Bu aralar pek duygusalım.Hiç bir amacım kalmamış, mutlu eden birşey kalmamış. Napayım, ne edeyim derken Sofi'nin Dünyası ile karşılaştım. Tekrar okumaya başladım. Felsefe dünyasıyla ilgilenenlere tavsiye ederim bu arada.Herneyse...
Her zamanki gibi bir başımayım. Sabah yine sevdiğimle barıştığımla ilgili rüyalarla uyandım. Buruk bir şekilde kalktım. Birşeyler yapayım dedim. Harry Potter'ın son kitabını okumamıştım. Vizyondan kalkmadan izleyim dedim. İzmirdeki sinemalara bakarken yanlışlıkla Konak Pier'e bakmışım. Vardır bunda bi hayır dedim. Geçen sefer olduğu gibi, yine sevdiğimle karşılaşırım orda dedim.Gün batımında. 4:15 seansına girdim. Hüzünlü bir şekilde çıktım filmden. Saat henüz 6:30. Ordaki bi kafeye oturdum. Bi efes dark söyledim ve bir dilim limon, herzamanki gibi. Biraz da umut. Yanımda kitabımı da getirmiştim. Hafif esintiyle güzel gidiyor tabiki. Açtım...
Platon ve öğrencisi Aristoteles'in çatışmasını düşündüm. Doğa ve idea çatışmasını düşündüm. En sonunda kafam "insan nedir?" gibi bir soruya takıldı. Düşündüm. İnsanı insan yapan nedir dedim. Bir klişedir ki "insan düşünebilen varlıktır" diye geçer. Peki bir insan cesediyle karşılaştığımızı var sayalım. Artık düşünme yeteneğini kaybetmiştir. O halde ona insan diyemeyiz. Demekki insan olmak et ve kemikle alakalı değildir. Düşünmek konusunu ele aldım. Hayvanlarda düşünebilen canlılardır. O zaman insan demek, hayatı sorgulayıp, kendimizi ileri seviye taşımaya çabalamak demek. Fakat, olduki bir sokak köpeği konuşmayı, hayatı sorgulayabilen ve bunu tartışabilen bir özellik kazanmış olsun. Bu varlık köpek mi olur, yoksa insan mı? Köpek dersiniz tabiki, insana özgü özellikler olsada . Burda da dış görünüş, ve alışıla gelmişlik ön plana çıkmakta. Yani kişinin algılarına, duyularına bağlı bir durum söz konusu. Fakat en başta " et ve kemikle alakalı değil" demiştik. İnsan mı yoksa İnsan "fikri" mi önce geliyor?

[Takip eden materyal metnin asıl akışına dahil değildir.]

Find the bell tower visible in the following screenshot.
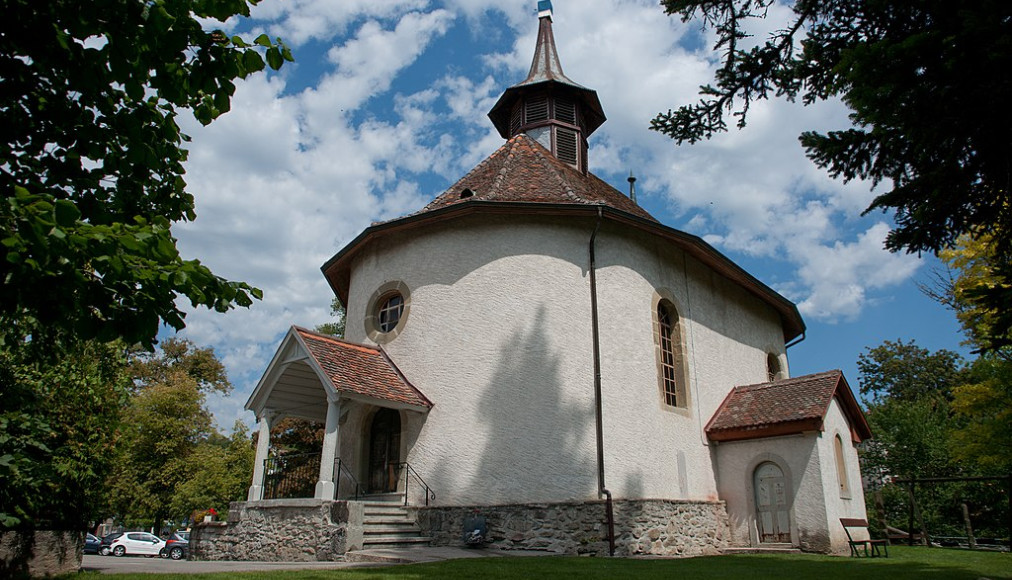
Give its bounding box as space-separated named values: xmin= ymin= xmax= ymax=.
xmin=489 ymin=0 xmax=605 ymax=174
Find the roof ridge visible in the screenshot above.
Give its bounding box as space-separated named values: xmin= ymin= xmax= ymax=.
xmin=292 ymin=325 xmax=381 ymax=354
xmin=489 ymin=134 xmax=526 ymax=196
xmin=523 ymin=134 xmax=597 ymax=204
xmin=735 ymin=368 xmax=843 ymax=391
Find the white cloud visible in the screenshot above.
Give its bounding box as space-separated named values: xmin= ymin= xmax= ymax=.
xmin=167 ymin=0 xmax=931 ymax=427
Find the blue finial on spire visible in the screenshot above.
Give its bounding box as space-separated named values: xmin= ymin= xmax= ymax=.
xmin=537 ymin=0 xmax=552 ymax=18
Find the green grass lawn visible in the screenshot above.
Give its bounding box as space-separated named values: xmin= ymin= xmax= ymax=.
xmin=67 ymin=547 xmax=1012 ymax=580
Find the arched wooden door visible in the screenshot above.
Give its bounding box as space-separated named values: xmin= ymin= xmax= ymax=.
xmin=368 ymin=409 xmax=401 ymax=493
xmin=754 ymin=462 xmax=790 ymax=544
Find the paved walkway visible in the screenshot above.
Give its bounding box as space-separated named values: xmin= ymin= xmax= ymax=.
xmin=81 ymin=547 xmax=551 ymax=574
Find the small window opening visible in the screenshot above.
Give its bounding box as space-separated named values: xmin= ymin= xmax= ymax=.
xmin=833 ymin=435 xmax=850 ymax=497
xmin=376 ymin=294 xmax=404 ymax=332
xmin=766 ymin=352 xmax=782 ymax=383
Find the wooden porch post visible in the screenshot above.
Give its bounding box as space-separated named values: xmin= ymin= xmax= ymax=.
xmin=246 ymin=411 xmax=274 ymax=501
xmin=314 ymin=397 xmax=341 ymax=499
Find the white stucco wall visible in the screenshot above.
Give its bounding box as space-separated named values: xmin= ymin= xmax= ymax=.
xmin=716 ymin=433 xmax=839 ymax=552
xmin=819 ymin=398 xmax=868 ymax=554
xmin=716 ymin=398 xmax=867 ymax=554
xmin=342 ymin=217 xmax=785 ymax=505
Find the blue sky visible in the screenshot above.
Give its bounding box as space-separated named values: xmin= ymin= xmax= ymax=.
xmin=175 ymin=0 xmax=961 ymax=428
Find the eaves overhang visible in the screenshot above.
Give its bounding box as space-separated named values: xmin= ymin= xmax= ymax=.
xmin=320 ymin=199 xmax=806 ymax=342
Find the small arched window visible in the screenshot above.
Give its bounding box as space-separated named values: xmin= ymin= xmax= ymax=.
xmin=833 ymin=435 xmax=850 ymax=497
xmin=657 ymin=300 xmax=686 ymax=407
xmin=376 ymin=293 xmax=404 ymax=332
xmin=766 ymin=352 xmax=783 ymax=383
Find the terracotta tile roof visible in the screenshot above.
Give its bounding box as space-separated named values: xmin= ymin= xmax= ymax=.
xmin=706 ymin=370 xmax=871 ymax=441
xmin=419 ymin=134 xmax=657 ymax=222
xmin=296 ymin=327 xmax=432 ymax=408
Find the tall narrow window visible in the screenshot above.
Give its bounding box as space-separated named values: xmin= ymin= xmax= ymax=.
xmin=657 ymin=301 xmax=685 ymax=407
xmin=833 ymin=435 xmax=850 ymax=497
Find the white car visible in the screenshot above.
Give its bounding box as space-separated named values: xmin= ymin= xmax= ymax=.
xmin=109 ymin=531 xmax=165 ymax=556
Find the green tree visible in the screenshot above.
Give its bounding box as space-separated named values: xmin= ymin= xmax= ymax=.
xmin=106 ymin=338 xmax=232 ymax=529
xmin=922 ymin=236 xmax=1012 ymax=475
xmin=921 ymin=236 xmax=1012 ymax=361
xmin=316 ymin=297 xmax=346 ymax=338
xmin=951 ymin=354 xmax=1012 ymax=475
xmin=0 ymin=343 xmax=130 ymax=529
xmin=651 ymin=0 xmax=1012 ymax=348
xmin=0 ymin=0 xmax=291 ymax=348
xmin=169 ymin=421 xmax=256 ymax=520
xmin=857 ymin=340 xmax=965 ymax=477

-Sonuç? Çok da umrumda değil. Bunları düşünmek, seks yapmak gibidir. Heycanlanırsın, dokunmak istersin, hissedersin, kendinden geçersin. Defalarca. Muhakkak karşındakinden önce boşalırsın, ve o an önce zevk, sonra burukluk, en son bi boşluğa dönüşür. Sonuç kendin olmuşundur son noktada. Yaptığının bir anlamı kalmamıştır, karşındaki nesnedir. Ancak üstünden zaman geçer, tekrar arzularsın.
-Felsefe de böyle. Merak edersin, sorgularsın, keşfedersin, sonuca ulaşıcakken orda takılırsın. Bir de bakmışın, ne anlamı var hayat bunu yapmasam da devam ediyor demişin. Tabi sonradan kendini düşünmekten alıkoyamazsın.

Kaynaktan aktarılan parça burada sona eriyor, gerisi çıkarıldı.